Shielding Her Read online

Page 5


  He stopped and looked at her. That was not what he had expected. "You could have donated money yourself."

  "I did that too. But my funds were tied up in family things except for the monthly stipend, and that never went as far as you think it might in a shelter."

  "Doesn't sound like much fun," he said walking on.

  "The meaningful things rarely are much fun," she said following him. "Doesn’t make them less worthwhile.”

  Eli heard both the sadness and the yearning in her voice. And had to look at her again. But then he had to look at her a lot. There was just something about catching her real emotions on that pretty face that drew his eyes too often. "You miss it?"

  She smiled a little and the sad was right there. "I do. It was one of the few things I did in my life that felt like mine, and necessary."

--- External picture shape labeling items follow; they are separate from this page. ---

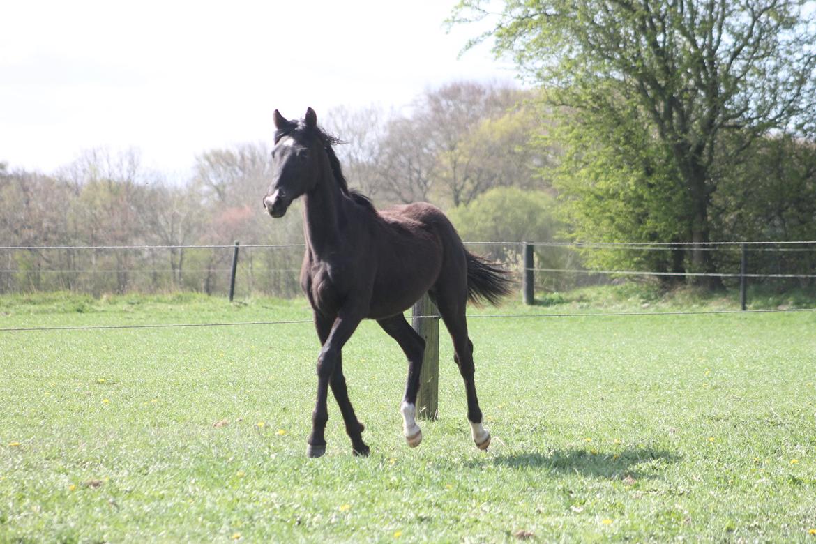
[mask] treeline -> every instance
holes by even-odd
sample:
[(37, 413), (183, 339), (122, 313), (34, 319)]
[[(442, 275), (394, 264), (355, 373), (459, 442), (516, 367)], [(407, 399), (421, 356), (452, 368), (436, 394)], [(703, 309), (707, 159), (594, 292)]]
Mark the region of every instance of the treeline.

  "Shoveling shit made you feel necessary?"

  She sniffed daintily at him and he had turn and see the look of haughty dismissal on that incredible face. "You sound like Stephen, but I will tell you the same thing I told him. Someone had to do it. There is no reason in the world that someone should not be me."

  Eli grimaced but had to say that haughty face of hers was not remotely a turn off, and it made him wonder as he turned back around to continue walking if her husband had felt the mix of need to both cuddle and fuck her that she engendered in Eli. He somehow doubted it. "I wasn't asking to criticize. And I think we have already established your ex was a fucking dickhead. No need to lump me in with that twat."

  He heard an unexpected laugh and had to force himself not to turn back around. At this rate he would spend the day just looking at the woman and never get anywhere. But fuck, he wanted to look, especially when her voice turned teasing.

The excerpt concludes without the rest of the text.